Mr Stevens said the flow of new lending to investors was no longer increasing as quickly, and the rate of growth will gradually come back to the regulator’s 10 per cent ‘speed limit’ on investor lending growth.

“I predict we may now see a number of people who used to call themselves investors are going to call themselves owner occupiers because the relative pricing has changed,” Mr Stevens said.

Experts say a market previously driven by buyers not wanting to miss out has been turned on its head: it’s now driven by sellers not wanting to miss out on the peak of the market.

“We’re getting a quite extraordinary number of listings, significantly higher than we’ve had at this time of year before,” says Dr Andrew Wilson, senior economist of the Domain Group.

“That perception that the market is flattening means we’re getting so many properties, it’s starting to push the balance of buyers and sellers closer together to become more of a buyers’ market.”

But buyers are also feeling the pinch; affordability has worsened after rapid second-quarter prices growth and the recent action by banking regulators to force banks to tighten lending conditions has closed the purse for many investors.

As a result, last Saturday’s auction clearance rate for Sydney as a whole dropped to 72.9 per cent, more than 10 percentage points below this time last year, and a dramatic contrast to May’s peak of almost 90 per cent.

In the hardest-hit south-west region, Aldo Palermo of Laing & Simmons Fairfield blamed starry-eyed vendors. “We’ve seen some buyers being opportunistic and they’re asking prices that are too high,” he says.

“While some suburbs are stronger, mostly by train stations, the fact that records have previously been broken has seen some vendors automatically putting up their prices. For a house worth $820,000 they might round it up to $900,000.”

Anthony Bucca, sales manager of LJ Hooker Leppington nearby, says, in addition, some buyers are standing back, waiting and watching. “They’re wary after the change of Prime Minister, and about the economy, so they’re choosing to see if the market cools down more.”

The next worst affected is Canterbury-Bankstown, where auction clearance rates slumped to 70.7 per cent in August, down from 78.4 per cent in July.

The number of potential buyers inspecting homes is now down by about 50 per cent, believes Dean Owsnett, director of Chambers Fleming Professionals Padstow. “The market is certainly quietening down a little bit,” he says.

“It’s swinging more to a buyers’ market. Prices aren’t coming down, but properties are taking a bit longer on the market to sell. There’s a lot more properties on the market, and the new regulations have hit investors.”

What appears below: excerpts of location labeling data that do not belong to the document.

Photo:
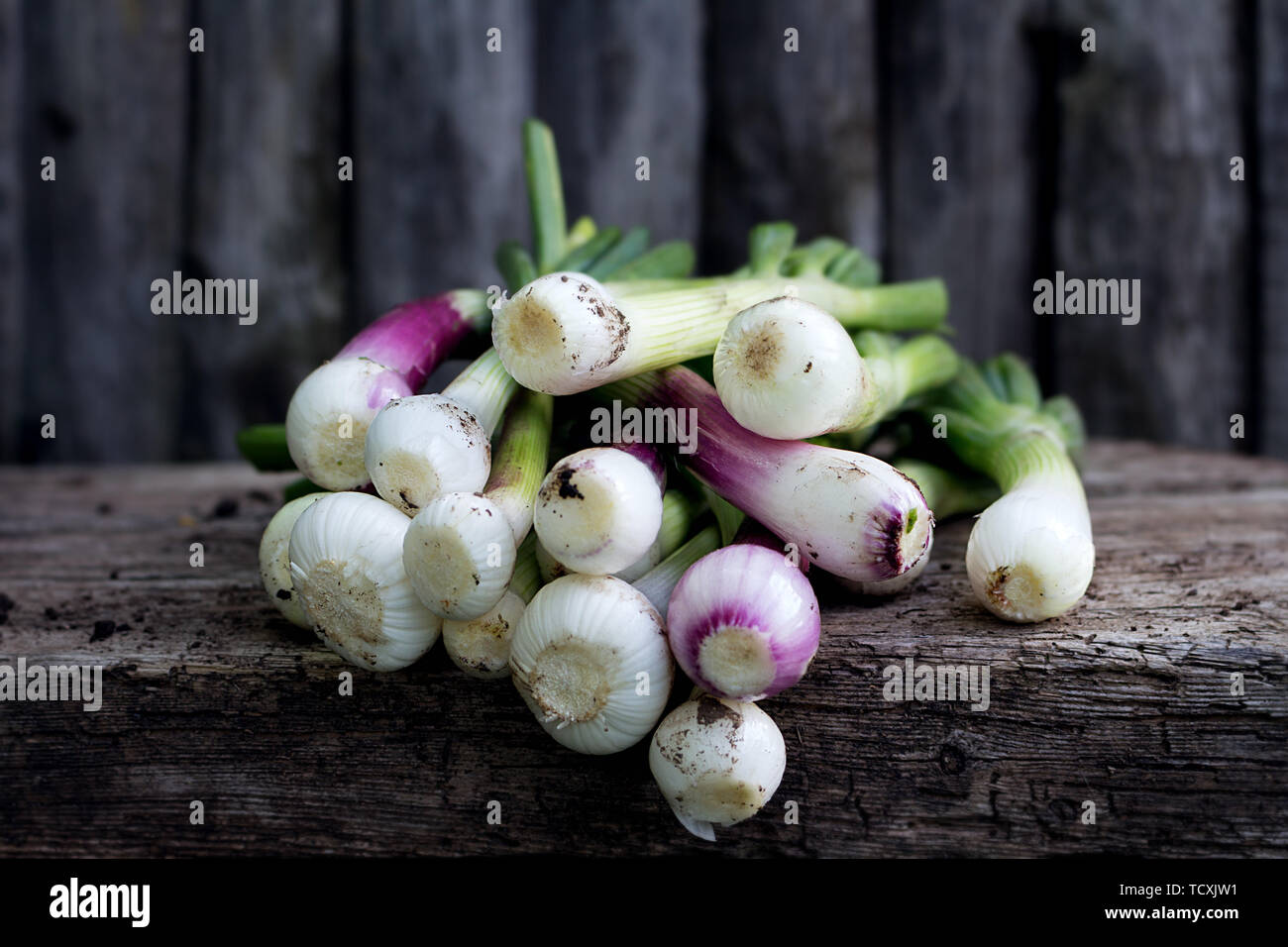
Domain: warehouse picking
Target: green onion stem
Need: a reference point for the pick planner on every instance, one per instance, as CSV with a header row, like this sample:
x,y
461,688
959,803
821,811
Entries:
x,y
484,388
661,579
581,257
545,195
527,577
519,459
583,230
947,492
265,446
630,248
671,261
898,307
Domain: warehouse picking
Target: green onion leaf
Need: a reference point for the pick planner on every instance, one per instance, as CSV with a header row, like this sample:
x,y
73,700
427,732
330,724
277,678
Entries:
x,y
265,446
545,195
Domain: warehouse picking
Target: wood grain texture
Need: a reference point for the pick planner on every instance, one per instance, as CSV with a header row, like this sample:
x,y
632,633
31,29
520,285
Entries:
x,y
438,150
12,263
1149,124
1271,97
106,95
210,696
962,82
265,204
618,80
790,136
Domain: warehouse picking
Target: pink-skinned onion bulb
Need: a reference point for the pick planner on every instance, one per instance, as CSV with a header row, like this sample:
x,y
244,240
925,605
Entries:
x,y
743,622
331,410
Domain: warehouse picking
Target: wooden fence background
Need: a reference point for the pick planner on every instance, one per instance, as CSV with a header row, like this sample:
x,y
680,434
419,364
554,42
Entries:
x,y
223,162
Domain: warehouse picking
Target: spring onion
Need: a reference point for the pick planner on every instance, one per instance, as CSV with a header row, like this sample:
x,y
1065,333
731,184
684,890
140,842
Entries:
x,y
274,560
677,515
743,622
481,647
347,569
567,333
460,549
786,368
599,510
716,762
850,514
658,582
330,412
1030,554
591,663
423,446
948,495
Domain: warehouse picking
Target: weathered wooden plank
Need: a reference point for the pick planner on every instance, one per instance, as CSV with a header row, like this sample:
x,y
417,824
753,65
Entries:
x,y
106,95
790,136
1149,124
1271,34
266,205
964,84
438,163
616,81
12,176
210,696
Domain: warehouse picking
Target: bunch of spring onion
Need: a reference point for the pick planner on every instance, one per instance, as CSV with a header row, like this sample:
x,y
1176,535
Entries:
x,y
477,514
567,331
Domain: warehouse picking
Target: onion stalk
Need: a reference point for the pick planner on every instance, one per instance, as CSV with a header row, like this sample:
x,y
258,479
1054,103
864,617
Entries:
x,y
1030,554
330,412
567,333
423,446
850,514
460,549
786,368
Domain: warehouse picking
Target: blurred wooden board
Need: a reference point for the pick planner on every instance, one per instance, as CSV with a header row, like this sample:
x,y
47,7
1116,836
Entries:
x,y
210,696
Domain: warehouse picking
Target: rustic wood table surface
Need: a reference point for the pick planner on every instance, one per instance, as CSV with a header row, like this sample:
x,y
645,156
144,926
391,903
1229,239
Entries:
x,y
1129,702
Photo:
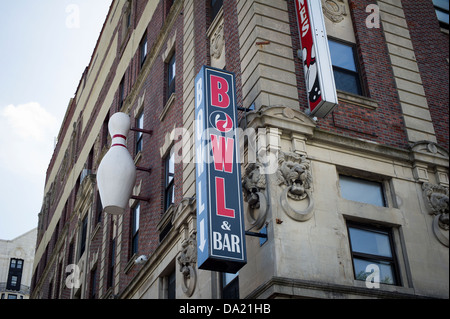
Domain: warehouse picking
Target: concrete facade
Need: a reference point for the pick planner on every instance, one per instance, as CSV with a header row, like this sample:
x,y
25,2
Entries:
x,y
17,254
387,136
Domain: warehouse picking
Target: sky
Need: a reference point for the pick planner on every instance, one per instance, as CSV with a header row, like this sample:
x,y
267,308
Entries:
x,y
45,45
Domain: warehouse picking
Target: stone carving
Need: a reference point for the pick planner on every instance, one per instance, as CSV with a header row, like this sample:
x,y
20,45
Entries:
x,y
334,10
294,173
187,260
436,200
253,182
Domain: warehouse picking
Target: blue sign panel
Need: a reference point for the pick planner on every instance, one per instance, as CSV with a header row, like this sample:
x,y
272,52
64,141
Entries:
x,y
220,218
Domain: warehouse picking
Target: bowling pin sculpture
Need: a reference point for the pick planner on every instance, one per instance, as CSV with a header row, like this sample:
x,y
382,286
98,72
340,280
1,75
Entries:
x,y
116,174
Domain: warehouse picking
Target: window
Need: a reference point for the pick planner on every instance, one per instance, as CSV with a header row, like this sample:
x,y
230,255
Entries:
x,y
442,11
143,49
121,92
171,72
139,135
361,190
230,286
171,286
346,75
169,167
99,209
373,245
93,290
83,237
15,274
112,262
136,212
215,8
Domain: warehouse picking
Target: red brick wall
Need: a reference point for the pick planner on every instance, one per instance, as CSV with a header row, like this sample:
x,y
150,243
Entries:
x,y
385,124
431,49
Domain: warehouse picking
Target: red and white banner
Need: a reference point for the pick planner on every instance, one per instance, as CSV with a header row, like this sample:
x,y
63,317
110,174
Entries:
x,y
319,78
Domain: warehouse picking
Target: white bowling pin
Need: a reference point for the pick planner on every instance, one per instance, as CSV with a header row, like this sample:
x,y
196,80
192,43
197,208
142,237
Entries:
x,y
116,174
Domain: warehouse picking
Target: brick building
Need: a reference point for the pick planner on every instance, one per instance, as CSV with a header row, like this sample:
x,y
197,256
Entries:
x,y
377,165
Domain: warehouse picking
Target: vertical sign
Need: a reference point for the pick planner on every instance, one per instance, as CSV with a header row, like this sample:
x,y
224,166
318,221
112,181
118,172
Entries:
x,y
319,77
220,220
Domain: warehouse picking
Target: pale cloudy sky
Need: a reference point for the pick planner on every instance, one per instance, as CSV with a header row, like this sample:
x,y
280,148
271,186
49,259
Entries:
x,y
45,46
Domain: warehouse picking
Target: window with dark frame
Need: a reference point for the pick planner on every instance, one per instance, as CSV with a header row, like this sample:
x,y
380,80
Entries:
x,y
373,245
135,216
345,69
139,135
171,73
112,262
121,92
143,49
93,284
362,190
15,274
83,236
230,286
442,12
216,5
169,168
99,208
171,286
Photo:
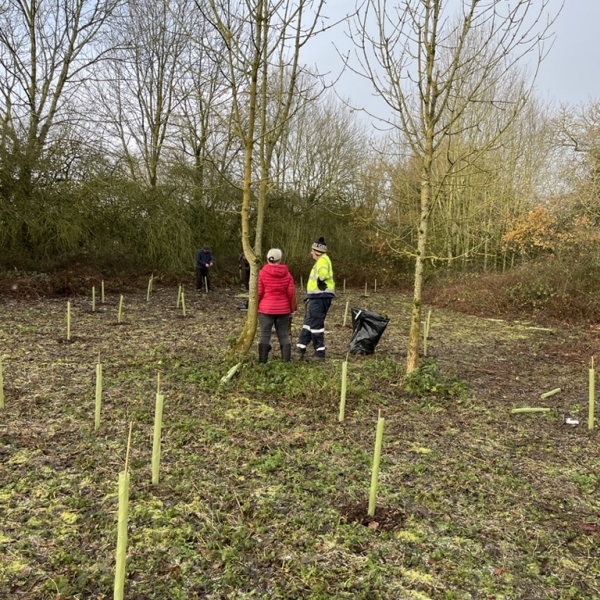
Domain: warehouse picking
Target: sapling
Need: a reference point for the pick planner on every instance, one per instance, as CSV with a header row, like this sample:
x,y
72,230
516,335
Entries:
x,y
122,525
376,461
592,379
157,432
98,395
343,392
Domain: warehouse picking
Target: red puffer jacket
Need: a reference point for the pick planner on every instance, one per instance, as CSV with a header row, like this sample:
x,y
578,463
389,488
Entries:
x,y
276,291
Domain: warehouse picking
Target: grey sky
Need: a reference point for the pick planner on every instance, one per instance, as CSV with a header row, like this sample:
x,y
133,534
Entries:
x,y
569,74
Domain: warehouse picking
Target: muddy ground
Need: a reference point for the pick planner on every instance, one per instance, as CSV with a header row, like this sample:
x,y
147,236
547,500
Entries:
x,y
263,491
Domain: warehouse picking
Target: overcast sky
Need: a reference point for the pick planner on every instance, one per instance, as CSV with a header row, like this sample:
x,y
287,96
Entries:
x,y
569,74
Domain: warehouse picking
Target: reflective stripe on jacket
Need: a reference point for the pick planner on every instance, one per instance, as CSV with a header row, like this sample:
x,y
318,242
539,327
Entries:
x,y
322,269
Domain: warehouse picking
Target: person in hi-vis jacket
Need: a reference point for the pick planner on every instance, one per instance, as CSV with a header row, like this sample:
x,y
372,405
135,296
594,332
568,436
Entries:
x,y
320,291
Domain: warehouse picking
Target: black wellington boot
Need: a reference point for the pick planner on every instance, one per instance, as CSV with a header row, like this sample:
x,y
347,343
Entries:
x,y
263,352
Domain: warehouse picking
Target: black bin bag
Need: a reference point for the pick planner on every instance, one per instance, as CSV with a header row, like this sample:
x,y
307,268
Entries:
x,y
367,329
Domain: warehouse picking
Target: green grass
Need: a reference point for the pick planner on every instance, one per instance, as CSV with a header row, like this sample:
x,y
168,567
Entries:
x,y
264,494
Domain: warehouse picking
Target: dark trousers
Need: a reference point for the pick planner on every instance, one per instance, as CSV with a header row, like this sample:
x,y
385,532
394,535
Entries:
x,y
313,328
280,322
202,274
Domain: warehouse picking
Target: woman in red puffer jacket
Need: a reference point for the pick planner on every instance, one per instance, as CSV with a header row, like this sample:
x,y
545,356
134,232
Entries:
x,y
276,303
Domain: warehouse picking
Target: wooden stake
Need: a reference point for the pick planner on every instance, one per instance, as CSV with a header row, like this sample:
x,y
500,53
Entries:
x,y
122,525
68,320
592,395
98,395
157,434
1,385
343,394
376,461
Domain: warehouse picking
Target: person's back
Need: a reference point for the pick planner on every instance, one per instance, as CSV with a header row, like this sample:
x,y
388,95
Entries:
x,y
275,289
204,260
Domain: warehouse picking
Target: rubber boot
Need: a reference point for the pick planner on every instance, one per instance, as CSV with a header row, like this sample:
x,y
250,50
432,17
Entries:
x,y
263,352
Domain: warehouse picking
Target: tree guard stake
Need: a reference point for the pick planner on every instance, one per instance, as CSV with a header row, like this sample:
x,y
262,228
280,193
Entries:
x,y
376,460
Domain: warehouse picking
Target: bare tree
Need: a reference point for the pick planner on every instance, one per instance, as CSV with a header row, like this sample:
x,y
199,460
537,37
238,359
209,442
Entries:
x,y
46,49
262,42
432,69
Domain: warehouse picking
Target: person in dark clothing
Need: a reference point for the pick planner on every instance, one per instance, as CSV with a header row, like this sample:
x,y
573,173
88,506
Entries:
x,y
204,260
276,303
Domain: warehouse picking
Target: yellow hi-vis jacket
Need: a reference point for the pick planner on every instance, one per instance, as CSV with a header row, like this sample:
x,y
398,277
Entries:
x,y
322,270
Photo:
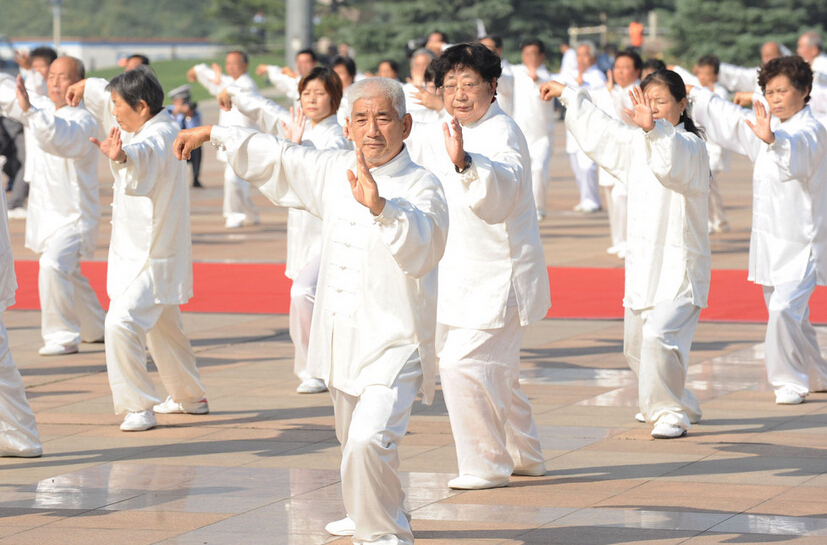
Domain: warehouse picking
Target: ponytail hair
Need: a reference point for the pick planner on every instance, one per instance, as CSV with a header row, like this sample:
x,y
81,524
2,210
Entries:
x,y
677,88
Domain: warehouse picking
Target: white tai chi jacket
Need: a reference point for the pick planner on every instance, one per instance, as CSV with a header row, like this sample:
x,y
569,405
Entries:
x,y
304,230
593,78
494,246
151,215
63,192
205,75
667,174
789,184
533,115
376,297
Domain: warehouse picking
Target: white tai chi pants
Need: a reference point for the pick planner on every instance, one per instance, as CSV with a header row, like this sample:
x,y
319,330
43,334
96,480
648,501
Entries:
x,y
656,343
585,174
237,200
490,415
370,428
302,300
717,216
540,152
18,429
615,198
791,348
135,321
70,310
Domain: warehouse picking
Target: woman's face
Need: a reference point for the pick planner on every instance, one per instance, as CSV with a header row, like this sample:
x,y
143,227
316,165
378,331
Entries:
x,y
784,99
315,101
466,95
663,104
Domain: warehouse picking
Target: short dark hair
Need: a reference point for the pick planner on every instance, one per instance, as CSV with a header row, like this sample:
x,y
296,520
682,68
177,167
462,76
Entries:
x,y
331,82
244,56
393,64
541,47
654,65
441,35
137,85
636,60
347,62
796,69
477,57
310,52
710,60
43,52
496,38
143,58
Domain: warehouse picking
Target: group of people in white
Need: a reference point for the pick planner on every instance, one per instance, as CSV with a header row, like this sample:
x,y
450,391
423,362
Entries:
x,y
413,235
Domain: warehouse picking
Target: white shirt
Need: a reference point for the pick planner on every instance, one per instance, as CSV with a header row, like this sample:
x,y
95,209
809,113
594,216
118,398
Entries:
x,y
205,75
494,243
533,115
419,112
667,174
593,78
789,204
151,215
376,297
63,192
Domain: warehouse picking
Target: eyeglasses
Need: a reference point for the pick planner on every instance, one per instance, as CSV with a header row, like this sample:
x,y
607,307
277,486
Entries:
x,y
467,88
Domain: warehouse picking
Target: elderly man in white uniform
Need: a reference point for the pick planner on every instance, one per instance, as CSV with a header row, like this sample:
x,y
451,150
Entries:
x,y
315,125
534,116
663,162
63,216
613,100
788,244
493,280
19,438
385,226
238,207
150,258
586,76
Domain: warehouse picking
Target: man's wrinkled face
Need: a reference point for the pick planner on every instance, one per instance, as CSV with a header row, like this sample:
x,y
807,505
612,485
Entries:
x,y
62,73
376,129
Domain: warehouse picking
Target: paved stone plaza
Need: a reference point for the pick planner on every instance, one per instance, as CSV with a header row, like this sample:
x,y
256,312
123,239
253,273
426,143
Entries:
x,y
262,467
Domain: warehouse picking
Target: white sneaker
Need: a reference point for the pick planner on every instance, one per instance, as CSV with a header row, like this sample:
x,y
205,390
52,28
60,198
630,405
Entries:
x,y
58,350
173,407
235,220
786,396
344,527
34,452
472,482
664,430
140,421
536,470
312,386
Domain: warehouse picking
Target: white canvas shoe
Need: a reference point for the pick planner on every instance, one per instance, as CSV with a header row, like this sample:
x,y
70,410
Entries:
x,y
785,396
173,407
472,482
58,350
343,527
312,386
139,421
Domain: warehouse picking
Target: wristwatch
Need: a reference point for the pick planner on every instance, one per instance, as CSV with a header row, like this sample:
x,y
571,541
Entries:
x,y
464,168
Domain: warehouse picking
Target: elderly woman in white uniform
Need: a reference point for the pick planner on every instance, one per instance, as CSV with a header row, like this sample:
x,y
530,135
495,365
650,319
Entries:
x,y
493,280
664,164
788,245
314,125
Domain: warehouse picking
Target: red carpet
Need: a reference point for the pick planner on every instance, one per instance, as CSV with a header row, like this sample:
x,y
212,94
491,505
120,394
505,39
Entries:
x,y
251,288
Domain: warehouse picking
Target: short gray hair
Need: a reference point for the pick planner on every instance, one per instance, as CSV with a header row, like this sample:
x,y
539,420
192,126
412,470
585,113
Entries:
x,y
371,87
590,45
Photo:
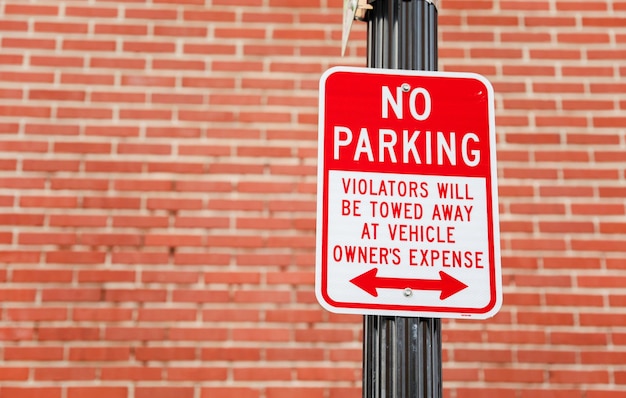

We could possibly see price falls later. “In the coming months, we could, but it depends on the property,” says Cameron Mattison of Richardson & Wrench Bankstown. “Development sites are holding their prices, but units are sometimes not reaching reserves a little bit.”

Although auction prices in the west increased in August, agents there say the market is weakening..

“We were getting 40 people to an open house and now it’s more likely 10,” says Rod McIvor of Stanton & Taylor First National in Penrith. “Too much stock on the market will create a few bargains. Prices have been so high, they will level out for a while.”

What we’re actually seeing, believes Doug Driscoll of Starr Partners, is a white-hot market now becoming a red-hot market. “We’re starting to see a slowdown in prices growth, but it’s certainly not panic stations,” he says.

In contrast, prices achieved at auction the the inner-ring regions are holding up quite well.

“Spring brings out the buyers in the mid-to-higher price range. And it has been a little flat in the long term,” says Driscoll.